The school has a terrible record when it comes to protecting students. In 2012, the administration removed 75 staff members due to child abuse allegations. Seems likely the school did not respond to her son’s cries for help between April 2012 and June 2013 as Corona claims. Not able to find protection or help from a single adult, her son hid from aggressors in the bathroom, however, his mother says they repeatedly discovered him there. Once, a group of bullies even pulled down his pants and squished his genitals, hurting the boy so badly, he was taken to Children’s Hospital L.A., where a urologist removed one severely damaged testicle.

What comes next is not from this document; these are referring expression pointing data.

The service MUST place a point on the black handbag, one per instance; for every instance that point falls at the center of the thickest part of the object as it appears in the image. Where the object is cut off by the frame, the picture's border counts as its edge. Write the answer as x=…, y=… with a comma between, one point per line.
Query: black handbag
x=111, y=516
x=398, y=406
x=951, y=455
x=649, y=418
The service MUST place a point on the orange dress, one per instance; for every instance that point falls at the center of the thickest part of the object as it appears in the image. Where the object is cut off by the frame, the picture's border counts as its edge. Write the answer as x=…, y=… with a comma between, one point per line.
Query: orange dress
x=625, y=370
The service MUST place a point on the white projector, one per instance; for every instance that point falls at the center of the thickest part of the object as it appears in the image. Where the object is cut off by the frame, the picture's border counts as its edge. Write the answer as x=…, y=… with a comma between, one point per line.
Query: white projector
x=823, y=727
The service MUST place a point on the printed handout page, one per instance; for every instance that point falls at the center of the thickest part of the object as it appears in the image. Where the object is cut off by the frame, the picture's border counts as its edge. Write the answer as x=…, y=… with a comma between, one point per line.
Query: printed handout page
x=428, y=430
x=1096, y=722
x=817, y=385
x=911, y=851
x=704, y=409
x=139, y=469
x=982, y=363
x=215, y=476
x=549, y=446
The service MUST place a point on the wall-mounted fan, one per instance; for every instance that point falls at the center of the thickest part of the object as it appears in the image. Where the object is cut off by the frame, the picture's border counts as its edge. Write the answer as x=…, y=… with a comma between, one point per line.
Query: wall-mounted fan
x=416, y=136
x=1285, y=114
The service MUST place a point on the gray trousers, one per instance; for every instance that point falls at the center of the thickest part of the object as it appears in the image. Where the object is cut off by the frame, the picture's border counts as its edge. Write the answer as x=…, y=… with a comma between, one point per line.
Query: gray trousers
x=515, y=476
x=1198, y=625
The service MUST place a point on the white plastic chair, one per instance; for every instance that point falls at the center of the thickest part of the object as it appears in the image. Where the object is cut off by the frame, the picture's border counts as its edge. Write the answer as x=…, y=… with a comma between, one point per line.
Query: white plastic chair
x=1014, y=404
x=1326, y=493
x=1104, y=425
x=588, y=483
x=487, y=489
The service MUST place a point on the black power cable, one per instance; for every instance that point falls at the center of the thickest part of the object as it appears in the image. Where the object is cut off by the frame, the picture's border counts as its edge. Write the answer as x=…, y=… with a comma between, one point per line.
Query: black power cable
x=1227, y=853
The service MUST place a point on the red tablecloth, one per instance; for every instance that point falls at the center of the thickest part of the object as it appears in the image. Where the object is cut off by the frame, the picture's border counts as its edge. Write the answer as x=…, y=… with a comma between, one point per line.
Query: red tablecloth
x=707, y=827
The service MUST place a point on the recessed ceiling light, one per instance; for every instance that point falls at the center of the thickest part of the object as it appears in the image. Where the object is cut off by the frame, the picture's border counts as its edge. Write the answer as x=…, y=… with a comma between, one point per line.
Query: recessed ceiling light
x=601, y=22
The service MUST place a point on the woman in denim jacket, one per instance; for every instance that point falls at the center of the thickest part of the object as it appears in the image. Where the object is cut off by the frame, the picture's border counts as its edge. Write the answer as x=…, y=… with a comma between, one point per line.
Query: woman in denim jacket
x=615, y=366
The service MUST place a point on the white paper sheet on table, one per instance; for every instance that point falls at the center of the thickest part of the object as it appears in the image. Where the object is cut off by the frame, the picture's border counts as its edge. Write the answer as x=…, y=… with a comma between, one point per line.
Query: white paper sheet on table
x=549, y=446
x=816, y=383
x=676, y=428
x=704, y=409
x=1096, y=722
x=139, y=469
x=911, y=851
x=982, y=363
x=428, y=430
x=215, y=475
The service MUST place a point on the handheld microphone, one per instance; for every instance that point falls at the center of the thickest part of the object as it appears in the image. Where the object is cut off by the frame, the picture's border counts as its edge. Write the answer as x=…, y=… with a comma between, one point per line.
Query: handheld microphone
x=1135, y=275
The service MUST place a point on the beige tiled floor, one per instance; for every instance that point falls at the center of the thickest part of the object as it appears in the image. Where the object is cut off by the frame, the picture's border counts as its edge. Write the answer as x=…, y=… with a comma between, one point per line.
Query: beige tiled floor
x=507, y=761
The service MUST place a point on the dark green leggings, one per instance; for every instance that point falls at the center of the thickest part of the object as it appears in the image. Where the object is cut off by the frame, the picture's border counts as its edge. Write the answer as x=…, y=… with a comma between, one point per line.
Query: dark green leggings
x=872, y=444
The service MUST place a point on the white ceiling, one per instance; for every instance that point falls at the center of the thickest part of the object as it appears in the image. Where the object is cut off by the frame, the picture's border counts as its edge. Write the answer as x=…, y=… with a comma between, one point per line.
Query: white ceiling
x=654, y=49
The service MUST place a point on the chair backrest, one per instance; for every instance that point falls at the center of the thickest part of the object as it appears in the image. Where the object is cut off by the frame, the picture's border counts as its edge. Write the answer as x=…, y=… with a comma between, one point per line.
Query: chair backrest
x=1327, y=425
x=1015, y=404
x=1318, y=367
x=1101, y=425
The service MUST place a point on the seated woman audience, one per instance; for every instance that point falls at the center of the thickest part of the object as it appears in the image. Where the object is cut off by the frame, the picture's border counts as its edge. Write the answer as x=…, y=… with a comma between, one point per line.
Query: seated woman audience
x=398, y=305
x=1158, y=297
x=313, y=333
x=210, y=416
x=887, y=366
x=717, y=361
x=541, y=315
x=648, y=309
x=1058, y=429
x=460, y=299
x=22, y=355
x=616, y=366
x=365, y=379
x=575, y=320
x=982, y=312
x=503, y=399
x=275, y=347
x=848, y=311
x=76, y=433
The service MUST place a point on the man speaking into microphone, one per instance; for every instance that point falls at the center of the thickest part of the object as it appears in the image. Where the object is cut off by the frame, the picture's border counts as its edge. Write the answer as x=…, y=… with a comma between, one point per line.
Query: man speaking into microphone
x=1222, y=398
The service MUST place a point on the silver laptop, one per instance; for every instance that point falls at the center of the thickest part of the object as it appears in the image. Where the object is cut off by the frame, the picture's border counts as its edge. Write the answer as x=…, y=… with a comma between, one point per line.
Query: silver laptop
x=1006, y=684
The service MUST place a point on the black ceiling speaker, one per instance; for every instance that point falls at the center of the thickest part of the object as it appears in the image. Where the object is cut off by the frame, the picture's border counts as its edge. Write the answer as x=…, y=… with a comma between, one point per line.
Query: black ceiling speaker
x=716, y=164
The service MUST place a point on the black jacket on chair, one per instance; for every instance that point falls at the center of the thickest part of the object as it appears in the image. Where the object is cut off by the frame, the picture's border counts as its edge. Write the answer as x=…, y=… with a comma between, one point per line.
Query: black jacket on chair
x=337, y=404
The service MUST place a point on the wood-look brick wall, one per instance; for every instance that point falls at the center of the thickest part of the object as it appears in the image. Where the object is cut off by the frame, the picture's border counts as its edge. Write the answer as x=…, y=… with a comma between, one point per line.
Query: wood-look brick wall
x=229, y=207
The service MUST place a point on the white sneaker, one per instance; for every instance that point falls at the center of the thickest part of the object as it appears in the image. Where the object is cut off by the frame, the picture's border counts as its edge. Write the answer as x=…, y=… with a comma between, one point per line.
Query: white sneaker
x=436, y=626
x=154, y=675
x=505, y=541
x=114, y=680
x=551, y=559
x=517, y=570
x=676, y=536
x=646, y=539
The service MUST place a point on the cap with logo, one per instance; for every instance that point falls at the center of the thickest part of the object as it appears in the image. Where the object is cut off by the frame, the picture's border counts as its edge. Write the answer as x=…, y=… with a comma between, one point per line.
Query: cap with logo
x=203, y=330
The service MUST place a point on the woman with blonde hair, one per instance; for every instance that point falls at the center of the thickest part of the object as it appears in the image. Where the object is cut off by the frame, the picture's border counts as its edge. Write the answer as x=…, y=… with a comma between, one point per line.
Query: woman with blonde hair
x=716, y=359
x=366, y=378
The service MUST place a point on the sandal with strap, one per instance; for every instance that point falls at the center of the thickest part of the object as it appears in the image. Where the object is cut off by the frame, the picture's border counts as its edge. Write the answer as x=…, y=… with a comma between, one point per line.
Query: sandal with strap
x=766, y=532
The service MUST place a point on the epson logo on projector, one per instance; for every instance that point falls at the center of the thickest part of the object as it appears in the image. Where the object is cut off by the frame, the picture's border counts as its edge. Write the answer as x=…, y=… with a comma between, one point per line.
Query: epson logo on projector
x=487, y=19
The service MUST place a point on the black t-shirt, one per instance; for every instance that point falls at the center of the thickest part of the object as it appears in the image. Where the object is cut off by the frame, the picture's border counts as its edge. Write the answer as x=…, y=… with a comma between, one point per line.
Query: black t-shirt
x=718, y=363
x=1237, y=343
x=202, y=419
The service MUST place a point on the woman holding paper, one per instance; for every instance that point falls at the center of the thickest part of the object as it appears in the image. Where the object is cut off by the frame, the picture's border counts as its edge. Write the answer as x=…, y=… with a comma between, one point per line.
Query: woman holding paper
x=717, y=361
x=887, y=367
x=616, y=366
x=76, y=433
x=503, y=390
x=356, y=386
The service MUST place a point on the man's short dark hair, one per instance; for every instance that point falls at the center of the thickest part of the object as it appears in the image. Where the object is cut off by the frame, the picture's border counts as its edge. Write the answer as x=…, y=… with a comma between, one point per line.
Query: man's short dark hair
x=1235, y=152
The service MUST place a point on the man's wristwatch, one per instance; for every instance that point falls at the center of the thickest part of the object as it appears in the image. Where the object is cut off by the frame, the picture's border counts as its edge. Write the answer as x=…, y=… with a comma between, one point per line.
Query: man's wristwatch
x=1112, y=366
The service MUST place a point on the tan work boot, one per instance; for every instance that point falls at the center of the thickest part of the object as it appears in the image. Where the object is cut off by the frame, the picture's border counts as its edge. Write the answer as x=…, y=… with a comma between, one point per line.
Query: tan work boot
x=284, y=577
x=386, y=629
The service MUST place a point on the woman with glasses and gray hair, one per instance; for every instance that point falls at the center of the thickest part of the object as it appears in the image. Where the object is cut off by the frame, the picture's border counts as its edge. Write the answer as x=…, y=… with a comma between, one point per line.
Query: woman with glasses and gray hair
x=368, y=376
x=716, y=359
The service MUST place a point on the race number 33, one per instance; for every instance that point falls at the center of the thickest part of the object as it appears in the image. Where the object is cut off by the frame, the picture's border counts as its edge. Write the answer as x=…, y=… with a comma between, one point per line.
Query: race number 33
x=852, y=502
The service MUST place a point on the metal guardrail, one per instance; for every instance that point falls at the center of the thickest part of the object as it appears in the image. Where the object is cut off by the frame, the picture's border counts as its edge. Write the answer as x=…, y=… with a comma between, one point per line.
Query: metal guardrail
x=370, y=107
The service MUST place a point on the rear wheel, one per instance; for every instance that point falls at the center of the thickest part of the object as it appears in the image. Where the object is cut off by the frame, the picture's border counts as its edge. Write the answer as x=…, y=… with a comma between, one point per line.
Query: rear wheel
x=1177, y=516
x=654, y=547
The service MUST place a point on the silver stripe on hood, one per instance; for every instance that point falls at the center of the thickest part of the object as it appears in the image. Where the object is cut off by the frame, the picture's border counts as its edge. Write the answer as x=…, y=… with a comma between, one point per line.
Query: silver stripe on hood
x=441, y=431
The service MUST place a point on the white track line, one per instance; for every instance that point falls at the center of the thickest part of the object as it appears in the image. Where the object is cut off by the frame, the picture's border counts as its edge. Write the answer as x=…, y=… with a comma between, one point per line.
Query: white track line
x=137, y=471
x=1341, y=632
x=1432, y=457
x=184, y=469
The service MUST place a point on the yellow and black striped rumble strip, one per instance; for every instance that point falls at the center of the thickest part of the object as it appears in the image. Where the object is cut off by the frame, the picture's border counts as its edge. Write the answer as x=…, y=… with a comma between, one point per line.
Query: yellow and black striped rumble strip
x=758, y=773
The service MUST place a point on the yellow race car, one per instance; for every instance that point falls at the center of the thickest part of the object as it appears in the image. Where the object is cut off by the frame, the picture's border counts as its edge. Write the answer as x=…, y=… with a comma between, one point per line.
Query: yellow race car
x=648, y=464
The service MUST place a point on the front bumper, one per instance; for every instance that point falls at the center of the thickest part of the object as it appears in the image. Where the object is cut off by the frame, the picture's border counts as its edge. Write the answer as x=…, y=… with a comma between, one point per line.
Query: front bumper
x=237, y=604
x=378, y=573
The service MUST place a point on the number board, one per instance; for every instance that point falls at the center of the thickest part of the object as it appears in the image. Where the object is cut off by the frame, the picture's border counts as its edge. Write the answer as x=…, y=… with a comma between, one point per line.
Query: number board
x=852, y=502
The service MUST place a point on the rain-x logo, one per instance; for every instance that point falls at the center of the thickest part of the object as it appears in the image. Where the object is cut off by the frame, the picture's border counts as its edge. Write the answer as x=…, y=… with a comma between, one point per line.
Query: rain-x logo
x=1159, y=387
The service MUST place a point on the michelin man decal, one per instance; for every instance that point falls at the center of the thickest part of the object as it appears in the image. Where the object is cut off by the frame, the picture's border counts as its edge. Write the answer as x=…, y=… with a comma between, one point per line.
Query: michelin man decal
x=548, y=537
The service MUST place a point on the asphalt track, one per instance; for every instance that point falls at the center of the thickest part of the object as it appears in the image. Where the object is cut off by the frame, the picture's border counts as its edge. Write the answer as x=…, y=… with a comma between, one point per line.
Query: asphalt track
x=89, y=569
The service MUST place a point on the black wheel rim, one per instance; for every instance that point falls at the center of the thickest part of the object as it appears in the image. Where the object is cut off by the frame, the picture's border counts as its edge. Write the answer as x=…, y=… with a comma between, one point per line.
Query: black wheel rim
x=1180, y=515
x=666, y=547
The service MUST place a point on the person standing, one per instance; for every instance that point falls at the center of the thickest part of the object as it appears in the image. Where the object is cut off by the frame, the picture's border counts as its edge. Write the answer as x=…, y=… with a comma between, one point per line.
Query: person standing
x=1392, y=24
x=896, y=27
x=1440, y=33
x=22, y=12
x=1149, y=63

In her lawsuit, Corona also claims a security officer harassed her son as he cowered in the restroom. “The District takes a strong position against bullying, hazing, or any behavior that infringes on the safety or well-being of students,” a spokesperson wrote in a statement delivered to NBC. “We work hard to educate our students about the impacts of bullying and to investigate all reported cases of this behavior. While we can’t discuss the specifics of this pending litigation, our caring educators work hard everyday to prevent bullying and support safe and respectful school environments." Corona’s lawyer, Michael Gulden, says the policy sounds great but the school’s actions do not match its words.
While representatives for the school say it has changed since administration weeded out staff members cited for abuse, Corona claims the opposite is true and the school has not changed in the least. "What do I have to wait for? For him to actually get raped in order for the district to hear me or the school to hear me?" Corona said. She believes other children in the school are also getting hurt and that "the district is closing their eyes or shutting the door."